Browse the label distribution, enrolling all labels in the dataset, so in case an image has two labels both are used in this stat...

In [None]:
import itertools
import seaborn as sns

labels_all = list(itertools.chain(*[lbs.split(" ") for lbs in train_data['labels']]))

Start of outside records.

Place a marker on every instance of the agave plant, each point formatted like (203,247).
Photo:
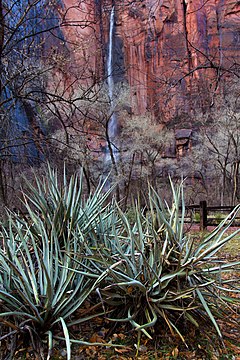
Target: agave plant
(161,276)
(41,285)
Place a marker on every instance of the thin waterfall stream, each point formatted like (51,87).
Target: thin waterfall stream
(112,124)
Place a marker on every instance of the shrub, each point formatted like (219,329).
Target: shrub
(41,284)
(160,275)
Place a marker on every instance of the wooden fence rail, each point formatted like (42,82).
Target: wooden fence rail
(204,212)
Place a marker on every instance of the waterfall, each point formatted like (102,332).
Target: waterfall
(112,124)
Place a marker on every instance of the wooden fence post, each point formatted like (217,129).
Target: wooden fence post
(203,215)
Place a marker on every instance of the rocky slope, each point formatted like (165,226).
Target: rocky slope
(176,55)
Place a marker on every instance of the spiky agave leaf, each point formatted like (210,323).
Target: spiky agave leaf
(162,273)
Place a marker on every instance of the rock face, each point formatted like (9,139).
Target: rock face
(176,55)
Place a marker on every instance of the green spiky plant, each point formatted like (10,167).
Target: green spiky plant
(41,285)
(161,276)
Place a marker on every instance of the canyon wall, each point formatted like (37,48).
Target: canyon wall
(176,55)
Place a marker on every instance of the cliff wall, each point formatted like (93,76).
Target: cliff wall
(176,55)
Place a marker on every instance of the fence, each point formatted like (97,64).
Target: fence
(205,214)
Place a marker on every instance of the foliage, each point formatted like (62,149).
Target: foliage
(160,276)
(143,269)
(41,285)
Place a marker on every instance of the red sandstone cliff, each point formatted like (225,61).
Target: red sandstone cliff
(176,55)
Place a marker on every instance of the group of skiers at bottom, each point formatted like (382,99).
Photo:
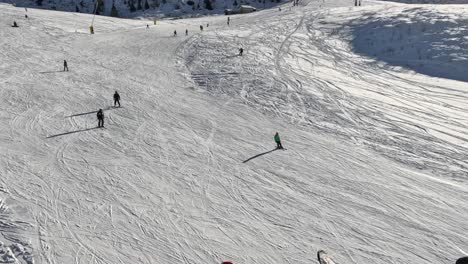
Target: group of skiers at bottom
(100,113)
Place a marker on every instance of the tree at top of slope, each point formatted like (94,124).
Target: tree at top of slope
(146,8)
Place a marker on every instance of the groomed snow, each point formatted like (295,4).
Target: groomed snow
(374,172)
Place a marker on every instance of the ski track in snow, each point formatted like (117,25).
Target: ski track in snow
(374,170)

ax = sns.countplot(y=sorted(labels_all), orient='v')
ax.grid()

And add visualisation over each case, so five a few examples per labe combination...

In [None]:
import matplotlib.pyplot as plt

train_data['labels_sorted'] = [" ".join(sorted(lbs.split(" "))) for lbs in train_data['labels']]

nb_samples = 6
n, m = len(np.unique(train_data['labels_sorted'])), nb_samples,
fig, axarr = plt.subplots(nrows=n, ncols=m, figsize=(m * 2, n * 2))
for ilb, (lb, df_) in enumerate(train_data.groupby('labels_sorted')):
    img_names = list(df_['image'])
    for i in range(m):
        img_name = img_names[i]
        img = plt.imread(os.path.join(base_path, f"train_images/{img_name}"))
        axarr[ilb, i].imshow(img)
        if i == 1:
            axarr[ilb, i].set_title(f"{lb} #{len(df_)}")
        axarr[ilb, i].set_xticks([])
        axarr[ilb, i].set_yticks([])
plt.axis('off')